Mailing List Archives
Authenticated access
|
|
|
[Date Prev][Date Next][Thread Prev][Thread Next][Date Index][Thread Index]
Re: [Condor-users] DAGMAN delay between submit of job and scheduling of that job
- Date: Wed, 1 Oct 2008 14:08:13 -0500 (CDT)
- From: "R. Kent Wenger" <wenger@xxxxxxxxxxx>
- Subject: Re: [Condor-users] DAGMAN delay between submit of job and scheduling of that job
On Wed, 1 Oct 2008, Steve Shaw wrote:
This subject has been previously visited (see subject: 'DAGMAN slow
startup'), but I was hoping somebody might have some more insight.
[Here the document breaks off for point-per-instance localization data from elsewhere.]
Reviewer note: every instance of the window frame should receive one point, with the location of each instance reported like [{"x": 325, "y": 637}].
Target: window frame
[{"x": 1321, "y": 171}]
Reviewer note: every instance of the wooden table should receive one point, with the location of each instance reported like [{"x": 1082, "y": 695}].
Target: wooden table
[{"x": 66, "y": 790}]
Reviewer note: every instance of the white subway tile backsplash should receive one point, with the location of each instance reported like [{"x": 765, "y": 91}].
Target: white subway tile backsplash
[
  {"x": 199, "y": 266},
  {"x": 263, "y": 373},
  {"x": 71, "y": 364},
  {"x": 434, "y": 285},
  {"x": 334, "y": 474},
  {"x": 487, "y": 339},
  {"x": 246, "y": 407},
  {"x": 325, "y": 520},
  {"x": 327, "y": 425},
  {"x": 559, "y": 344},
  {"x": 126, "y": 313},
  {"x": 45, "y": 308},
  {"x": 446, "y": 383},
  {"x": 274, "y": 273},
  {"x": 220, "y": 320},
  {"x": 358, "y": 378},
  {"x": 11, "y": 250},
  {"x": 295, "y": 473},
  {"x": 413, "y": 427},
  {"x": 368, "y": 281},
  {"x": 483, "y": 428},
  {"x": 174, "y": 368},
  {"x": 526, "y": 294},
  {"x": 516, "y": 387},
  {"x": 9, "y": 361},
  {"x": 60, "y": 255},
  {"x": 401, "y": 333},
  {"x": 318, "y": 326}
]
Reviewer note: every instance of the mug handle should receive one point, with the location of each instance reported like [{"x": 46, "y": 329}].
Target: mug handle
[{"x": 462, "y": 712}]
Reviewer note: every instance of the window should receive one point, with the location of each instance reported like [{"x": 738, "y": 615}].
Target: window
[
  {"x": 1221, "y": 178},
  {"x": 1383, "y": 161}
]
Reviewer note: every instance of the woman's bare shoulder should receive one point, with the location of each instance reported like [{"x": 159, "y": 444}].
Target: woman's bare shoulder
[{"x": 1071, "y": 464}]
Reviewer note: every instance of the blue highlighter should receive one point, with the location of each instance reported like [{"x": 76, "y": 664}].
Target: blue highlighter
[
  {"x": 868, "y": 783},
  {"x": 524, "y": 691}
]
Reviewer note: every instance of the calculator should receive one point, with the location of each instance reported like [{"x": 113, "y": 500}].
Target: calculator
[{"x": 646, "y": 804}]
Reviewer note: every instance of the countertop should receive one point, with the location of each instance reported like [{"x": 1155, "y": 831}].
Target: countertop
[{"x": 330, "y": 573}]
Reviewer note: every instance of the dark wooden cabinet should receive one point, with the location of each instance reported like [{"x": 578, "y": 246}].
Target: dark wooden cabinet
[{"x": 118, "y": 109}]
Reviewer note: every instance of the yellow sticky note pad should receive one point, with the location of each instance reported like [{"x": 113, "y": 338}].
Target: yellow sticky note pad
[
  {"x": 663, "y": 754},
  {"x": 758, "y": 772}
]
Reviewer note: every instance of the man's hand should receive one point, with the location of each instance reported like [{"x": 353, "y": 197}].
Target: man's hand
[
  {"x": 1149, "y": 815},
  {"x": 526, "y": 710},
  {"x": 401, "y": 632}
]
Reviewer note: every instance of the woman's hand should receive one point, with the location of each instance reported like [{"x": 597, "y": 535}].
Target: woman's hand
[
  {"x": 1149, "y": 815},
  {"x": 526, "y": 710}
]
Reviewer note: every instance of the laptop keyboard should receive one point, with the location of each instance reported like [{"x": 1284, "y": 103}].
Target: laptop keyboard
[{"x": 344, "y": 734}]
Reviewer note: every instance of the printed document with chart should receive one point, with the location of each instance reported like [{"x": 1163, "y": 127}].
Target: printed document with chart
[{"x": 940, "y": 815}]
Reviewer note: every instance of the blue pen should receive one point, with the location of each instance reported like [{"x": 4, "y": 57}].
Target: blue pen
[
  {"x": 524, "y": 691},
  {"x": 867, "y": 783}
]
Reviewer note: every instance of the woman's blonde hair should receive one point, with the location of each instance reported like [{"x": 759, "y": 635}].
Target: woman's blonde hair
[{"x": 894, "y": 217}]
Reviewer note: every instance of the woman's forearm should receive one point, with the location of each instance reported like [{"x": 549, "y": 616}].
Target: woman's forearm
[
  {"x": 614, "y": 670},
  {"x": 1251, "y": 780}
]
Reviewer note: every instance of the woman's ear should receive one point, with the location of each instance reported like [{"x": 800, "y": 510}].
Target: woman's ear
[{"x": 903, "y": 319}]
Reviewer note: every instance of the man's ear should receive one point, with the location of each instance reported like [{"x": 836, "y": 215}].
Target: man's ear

I
submit dependent jobs via the condor DAG submit, and I'm finding that
there is a delay between when the condor_dagman starts running and
submits the first job in my DAG and when that job actually gets farmed
out to one of the machines in my network. The delay is actually
significant. Anywhere between 2 to 5 minutes. On the odd occasion, it
will start up almost immediately, so I'm assuming its related to waiting
for a reschedule event or something and is kind of luck of the draw.
When I submit any of these jobs with a plain ol' condor_submit, it
finds a dance partner pretty quickly and starts running. It seems to
only be when dagman submits a job. I don't know the underlying logic
behind these calls, so I don't know if that makes any sense to those of
you who are developing for Condor.
This is kind of strange. There's really no significant difference between
DAGMan submitting a job versus manually running condor_submit (DAGMan
actually runs condor_submit to submit each job). Especially if you are
actually seeing the jobs in the queue, but they are not running, it seems
unlikely that DAGMan itself has much to do with this. I wonder if the
problem has something to do with the *pattern* of submits when you run
DAGMan as opposed to submitting jobs manually. I'm not a real expert on
the negotiation cycle, but that's kind of an initial guess.
Kent Wenger
Condor Team